In the present circumstance, all the security agencies have washed their hands off the raid. They said they know nothing about the incident. The office of the Attorney General and Minister of Justice has also denied any knowledge of what transpired at the private residence of Justice Mary Odili. For these government agencies, denial is enough. Nobody owes anybody any further explanation. But is that how it should be? Certainly not. We expect more than that. We expect the appropriate government agencies to wade into the matter and lay the issues bare. The invaders at the residence of the Odilis were no ghosts. They were human beings on a mission. What was their mission? Providing answers to these questions is the least any government can do in matters such as this. A serious government will even do more than that. It will tell the people what it knows or does not know about the ugly incident. A proper government will take the people into confidence and divest the issue of all its mysterious content. If the country were properly governed, the authorities would have given a name and a face to the invasion. But not so under our circumstance. Government is behaving as if it does not owe the people any explanation. But it does. As a matter of fact, the office of the Attorney General should go beyond denying involvement in the shameful drama. It has a responsibility to investigate the issue using appropriate law enforcement agencies.
However, regardless of the amount of pussyfooting that goes into this matter, Nigerians understand the undercurrents. They can longer be led by the nose. They experienced Walter Onnoghen, who was Chief Justice of Nigeria between 2017 and 2019. Onnoghen was removed from office in controversial circumstances because the government of the day was ill at ease with him.
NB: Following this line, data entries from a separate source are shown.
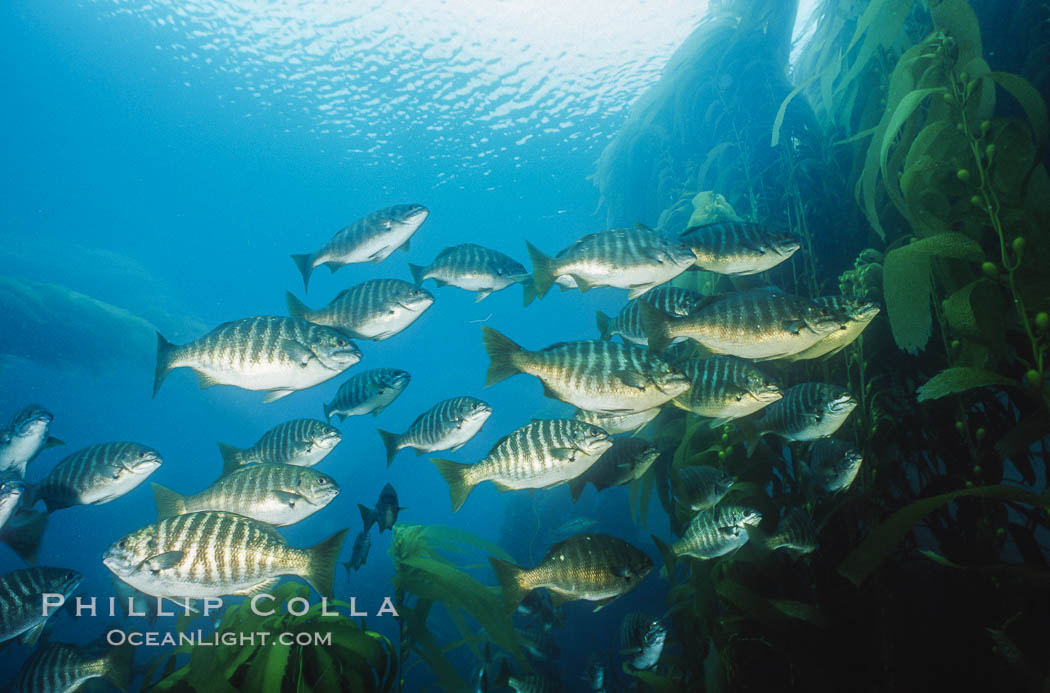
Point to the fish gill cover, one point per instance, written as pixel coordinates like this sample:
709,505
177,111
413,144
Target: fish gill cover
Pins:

Given the rascality that this government has been exhibiting in matters like this, Nigerians are suspicious that something as sinister as Onnoghen’s is cooking. Justice Mary Odili as the second most senior judicial officer in the country could possibly ascend the position of the Chief Justice of Nigeria. Do the owners of the Nigerian enterprise want to stop her in her tracks? Are they plotting a blackmail? Do they want to give the dog a bad name in order to hang it? These are possible scenarios given what we know about our country and those who pilot its affairs. But should Nigerians just remain onlookers in their own affairs? Is it not high time they woke up from their self-imposed slumber? The people must go beyond raising dust as they are doing in the Justice Mary Odili case. They must hold government accountable by insisting that the right thing is done at all times.